Re: [PATCH bpf-next 08/10] s390/bpf: Support arena atomics

Ilya Leoshkevich <iii@xxxxxxxxxxxxx> · Fri, 28 Jun 2024 11:09:17 +0200

On Thu, 2024-06-27 at 17:43 -0700, Alexei Starovoitov wrote:
> On Thu, Jun 27, 2024 at 2:09 AM Ilya Leoshkevich <iii@xxxxxxxxxxxxx>
> wrote:
> > 
> > s390x supports most BPF atomics using single instructions, which
> > makes implementing arena support a matter of adding arena address
> > to
> > the base register (unfortunately atomics do not support index
> > registers), and wrapping the respective native instruction in
> > probing
> > sequences.
> > 
> > An exception is BPF_XCHG, which is implemented using two different
> > memory accesses and a loop. Make sure there is enough extable
> > entries
> > for both instructions. Compute the base address once for both
> > memory
> > accesses. Since on exception we need to land after the loop, emit
> > the
> > nops manually.
> > 
> > Signed-off-by: Ilya Leoshkevich <iii@xxxxxxxxxxxxx>
> > ---
> >  arch/s390/net/bpf_jit_comp.c | 100
> > +++++++++++++++++++++++++++++++----
> >  1 file changed, 91 insertions(+), 9 deletions(-)

[...]

> > +
> > +bool bpf_jit_supports_insn(struct bpf_insn *insn, bool in_arena)
> > +{
> > +       /*
> > +        * Currently the verifier uses this function only to check
> > which
> > +        * atomic stores to arena are supported, and they all are.
> > +        */
> > +       return true;
> 
> Including all the multi insn instructions that are implemented as
> loops?
> On x86 I left out atomic+fetch+[and|or|xor],
> because they're tricky with looping.
> Just checking that when an exception happens
> the loop is not going to become infinite ?
> If I'm reading the code correctly the exception handling will not
> only
> skip one insn, but will skip the whole loop?

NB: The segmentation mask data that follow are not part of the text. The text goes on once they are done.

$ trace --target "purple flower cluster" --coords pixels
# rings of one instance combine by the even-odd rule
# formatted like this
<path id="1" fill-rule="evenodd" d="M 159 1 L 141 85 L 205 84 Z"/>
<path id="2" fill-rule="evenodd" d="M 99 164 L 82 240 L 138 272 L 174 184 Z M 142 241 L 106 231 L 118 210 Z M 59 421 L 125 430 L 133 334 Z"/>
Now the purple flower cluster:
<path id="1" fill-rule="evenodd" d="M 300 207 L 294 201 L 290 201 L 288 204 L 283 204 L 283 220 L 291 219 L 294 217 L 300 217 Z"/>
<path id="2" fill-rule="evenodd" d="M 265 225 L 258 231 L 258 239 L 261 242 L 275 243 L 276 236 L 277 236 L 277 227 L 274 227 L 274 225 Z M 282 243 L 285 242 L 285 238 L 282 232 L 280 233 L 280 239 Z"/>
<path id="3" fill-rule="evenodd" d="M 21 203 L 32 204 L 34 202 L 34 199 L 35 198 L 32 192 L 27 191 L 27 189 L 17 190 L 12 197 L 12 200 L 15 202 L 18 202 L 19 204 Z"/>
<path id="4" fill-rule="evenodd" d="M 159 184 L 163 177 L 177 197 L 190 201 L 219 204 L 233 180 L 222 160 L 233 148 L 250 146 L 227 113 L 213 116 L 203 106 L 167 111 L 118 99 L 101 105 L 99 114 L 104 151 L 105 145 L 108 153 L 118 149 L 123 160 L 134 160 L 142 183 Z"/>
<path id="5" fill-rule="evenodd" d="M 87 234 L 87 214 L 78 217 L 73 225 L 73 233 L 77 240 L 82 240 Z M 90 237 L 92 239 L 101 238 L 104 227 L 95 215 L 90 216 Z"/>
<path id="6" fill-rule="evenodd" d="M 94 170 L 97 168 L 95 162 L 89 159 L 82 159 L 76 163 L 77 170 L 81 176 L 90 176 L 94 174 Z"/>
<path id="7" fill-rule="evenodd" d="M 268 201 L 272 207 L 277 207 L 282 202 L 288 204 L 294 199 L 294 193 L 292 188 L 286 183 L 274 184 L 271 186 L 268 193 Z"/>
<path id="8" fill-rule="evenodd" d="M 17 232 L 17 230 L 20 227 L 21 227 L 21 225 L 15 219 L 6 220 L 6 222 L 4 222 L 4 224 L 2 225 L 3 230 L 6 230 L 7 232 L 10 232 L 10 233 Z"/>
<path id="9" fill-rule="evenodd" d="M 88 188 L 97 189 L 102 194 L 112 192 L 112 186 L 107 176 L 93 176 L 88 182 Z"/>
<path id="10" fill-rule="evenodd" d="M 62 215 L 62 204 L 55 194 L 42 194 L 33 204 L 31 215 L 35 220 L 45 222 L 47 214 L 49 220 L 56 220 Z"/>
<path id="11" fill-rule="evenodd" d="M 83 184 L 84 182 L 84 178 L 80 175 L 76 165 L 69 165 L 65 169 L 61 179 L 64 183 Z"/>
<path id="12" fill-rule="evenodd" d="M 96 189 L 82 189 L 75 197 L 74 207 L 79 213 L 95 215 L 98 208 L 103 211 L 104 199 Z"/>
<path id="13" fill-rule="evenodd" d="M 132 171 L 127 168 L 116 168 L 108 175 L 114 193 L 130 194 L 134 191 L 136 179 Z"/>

On s390x only BPF_XCHG needs to be implemented as a loop, the rest
are single instructions. For example, there is LOAD AND EXCLUSIVE OR,
which is atomic, updates memory, and puts the original value into a
register.

For BPF_XCHG the exception handler will skip the entire loop after
an exception. BPF_XCHG has two memory accesses: the initial LOAD, and
then the COMPARE AND SWAP loop. I wasn't able to test the exception
handling for COMPARE AND SWAP, because I would have to inject a race
that would free the arena page after the initial LOAD.

Now that you asked, I added the following temporary patch to skip the
LOAD:

--- a/arch/s390/net/bpf_jit_comp.c
+++ b/arch/s390/net/bpf_jit_comp.c
@@ -1598,10 +1598,8 @@ static noinline int bpf_jit_insn(struct bpf_jit
*jit, struct bpf_prog *fp,
                        struct bpf_jit_probe load_probe = probe;
 
                        bpf_jit_probe_atomic_pre(jit, insn,
&load_probe);
-                       /* {ly|lg} %w0,off(%arena) */
-                       EMIT6_DISP_LH(0xe3000000,
-                                     is32 ? 0x0058 : 0x0004, REG_W0,
REG_0,
-                                     load_probe.arena_reg, off);
+                       /* bcr 0,%0 (nop) */
+                       _EMIT2(0x0700);
                        bpf_jit_probe_emit_nop(jit, &load_probe);
                        /* Reuse {ly|lg}'s arena_reg for {csy|csg}. */
                        if (load_probe.prg != -1) {

This is still a valid BPF_XCHG implementation, just less efficient in
the non-contended case. The exception handling works, but I found a
bug: the hard-coded offset in

			/* brc 4,0b */
			EMIT4_PCREL_RIC(0xa7040000, 4, jit->prg - 6);

is no longer valid due to the extra nop added by this patch.

I will fix this and resend.